As is well known, a screenplay is the basic foundation for a film; without a screenplay, a film cannot exist. And screenplays, of course, consist of words; and therefore, screenplays and literature are related at the most basic level. Also, finding a good novel to adapt for a film can also mean considerably lowering film production costs. More than any other art form, filmmaking is a costly endeavor, and often times a popular novel serves as a financial safety net for film productions. For example, a popular novel can continue to be loved by the public as a radio play, then subsequently as a film. This section focuses on how film and literature engaged with and influenced each other during the 50s and 60s, a time when Korean cinema rose to prominence and entered a glorious renaissance period.

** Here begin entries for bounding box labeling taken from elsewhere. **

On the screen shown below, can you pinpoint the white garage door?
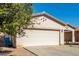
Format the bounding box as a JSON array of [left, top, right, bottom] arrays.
[[17, 30, 59, 46]]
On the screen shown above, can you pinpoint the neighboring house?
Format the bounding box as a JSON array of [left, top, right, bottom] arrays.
[[16, 12, 75, 46], [75, 27, 79, 42]]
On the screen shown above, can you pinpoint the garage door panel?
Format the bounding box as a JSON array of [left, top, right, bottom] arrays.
[[19, 30, 59, 46]]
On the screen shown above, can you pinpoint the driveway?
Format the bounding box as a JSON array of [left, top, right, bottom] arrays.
[[24, 45, 79, 56]]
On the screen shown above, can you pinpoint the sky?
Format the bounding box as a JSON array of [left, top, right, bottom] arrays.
[[32, 3, 79, 26]]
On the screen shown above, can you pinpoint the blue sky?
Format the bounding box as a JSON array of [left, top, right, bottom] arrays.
[[32, 3, 79, 26]]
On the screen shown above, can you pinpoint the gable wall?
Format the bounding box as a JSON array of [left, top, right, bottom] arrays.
[[28, 16, 65, 29]]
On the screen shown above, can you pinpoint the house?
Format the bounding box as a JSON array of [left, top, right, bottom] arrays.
[[16, 12, 75, 47], [75, 27, 79, 42]]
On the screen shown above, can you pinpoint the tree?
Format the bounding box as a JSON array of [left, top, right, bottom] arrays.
[[0, 3, 32, 47]]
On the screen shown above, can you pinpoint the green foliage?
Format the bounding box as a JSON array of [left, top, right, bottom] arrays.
[[0, 3, 32, 36]]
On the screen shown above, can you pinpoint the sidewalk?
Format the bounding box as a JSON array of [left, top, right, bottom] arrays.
[[0, 47, 34, 56]]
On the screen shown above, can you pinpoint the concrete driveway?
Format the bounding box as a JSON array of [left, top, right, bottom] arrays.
[[24, 45, 79, 56]]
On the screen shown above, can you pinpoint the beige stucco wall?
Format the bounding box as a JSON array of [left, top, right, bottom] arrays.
[[17, 16, 74, 46], [17, 30, 59, 46]]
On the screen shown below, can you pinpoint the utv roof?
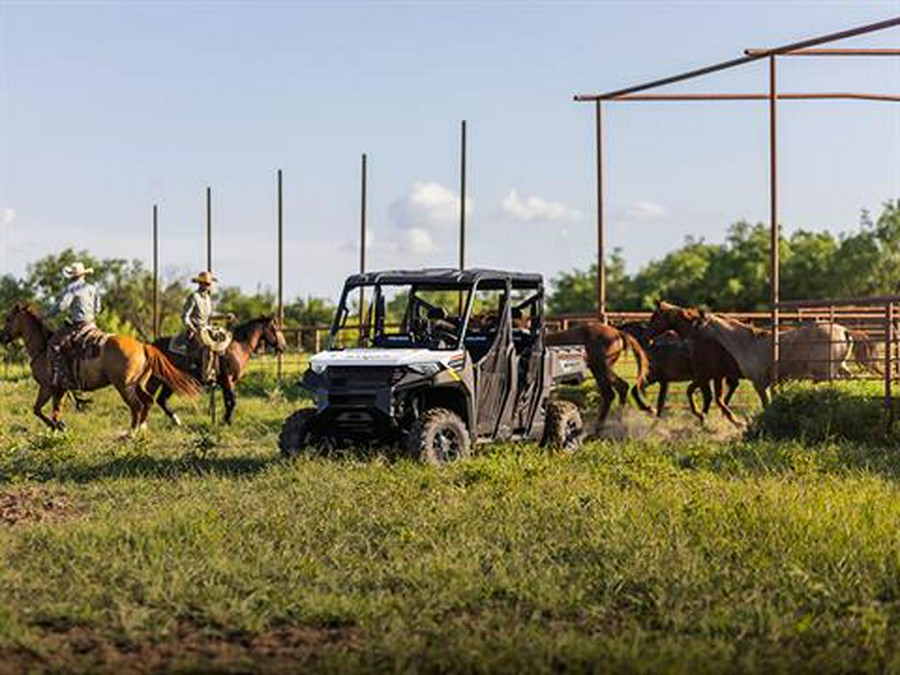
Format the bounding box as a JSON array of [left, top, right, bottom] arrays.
[[347, 267, 544, 288]]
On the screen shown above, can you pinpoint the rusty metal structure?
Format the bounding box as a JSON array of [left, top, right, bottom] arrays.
[[575, 17, 900, 422]]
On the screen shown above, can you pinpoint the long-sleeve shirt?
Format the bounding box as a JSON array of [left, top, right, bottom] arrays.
[[53, 279, 100, 323], [181, 291, 218, 333]]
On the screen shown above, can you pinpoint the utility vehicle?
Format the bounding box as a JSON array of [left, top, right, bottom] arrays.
[[279, 269, 585, 463]]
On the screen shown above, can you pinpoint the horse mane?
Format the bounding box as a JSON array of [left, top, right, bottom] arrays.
[[708, 314, 771, 338], [231, 314, 272, 341], [13, 303, 53, 340]]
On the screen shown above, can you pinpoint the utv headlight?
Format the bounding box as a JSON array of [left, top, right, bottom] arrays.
[[409, 363, 441, 377]]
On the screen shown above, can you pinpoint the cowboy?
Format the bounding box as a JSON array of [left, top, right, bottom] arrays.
[[181, 271, 234, 382], [47, 261, 100, 388]]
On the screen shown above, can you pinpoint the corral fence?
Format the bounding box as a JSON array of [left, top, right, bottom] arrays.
[[0, 304, 900, 429], [775, 295, 900, 432]]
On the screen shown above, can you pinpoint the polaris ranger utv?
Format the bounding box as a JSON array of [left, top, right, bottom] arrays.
[[279, 269, 585, 463]]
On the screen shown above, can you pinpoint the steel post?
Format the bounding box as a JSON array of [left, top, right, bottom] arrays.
[[459, 120, 466, 270], [153, 204, 159, 340], [594, 100, 606, 323], [278, 169, 284, 390], [359, 153, 368, 346], [769, 54, 781, 384], [884, 302, 894, 434], [206, 186, 216, 424]]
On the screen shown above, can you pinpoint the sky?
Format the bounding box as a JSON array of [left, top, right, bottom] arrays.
[[0, 0, 900, 298]]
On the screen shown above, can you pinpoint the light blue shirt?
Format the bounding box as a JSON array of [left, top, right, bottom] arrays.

The Popular Novel: the Seed of 1950s Korean Popular Film
After finally being liberated from the Japanese on August 15, 1945, Korean filmmakers struggled to free themselves from Japanese influences and produce film independently. But the start of the Korean War on June 25, 1950, seriously stalled their efforts. This didn’t deter filmmakers; not wanting to leave a vacuum in Korean cinema history, the filmmakers continued to make films by mostly producing newsreels and documentaries for the military and its associated organizations.
Madame Freedom (1956)
Of course this doesn’t mean filmmakers stopped producing feature length films during this period. The Korean War period was a time when the future giants of Korean cinema such as Shin Sang-ok (1926-2006), Kim Ki-young (1919-1998), and Yu Hyunmok (1925-2009) each sought to make their directorial debut. While seeking refuge in Daegu, Shin Sang-ok made his directorial debut: a film adaptation of Kim Gwang-ju’s short story, “The Evil Night.” In “The Evil Night,” a prostitute helps out a writer and lets him spend the night in her room. The writer is shocked by the realities of the streets.a miniature version of society. The themes of social indictment in the original story are well represented in the film version, and today this film is considered to be a touchstone of Korean cinematic realism.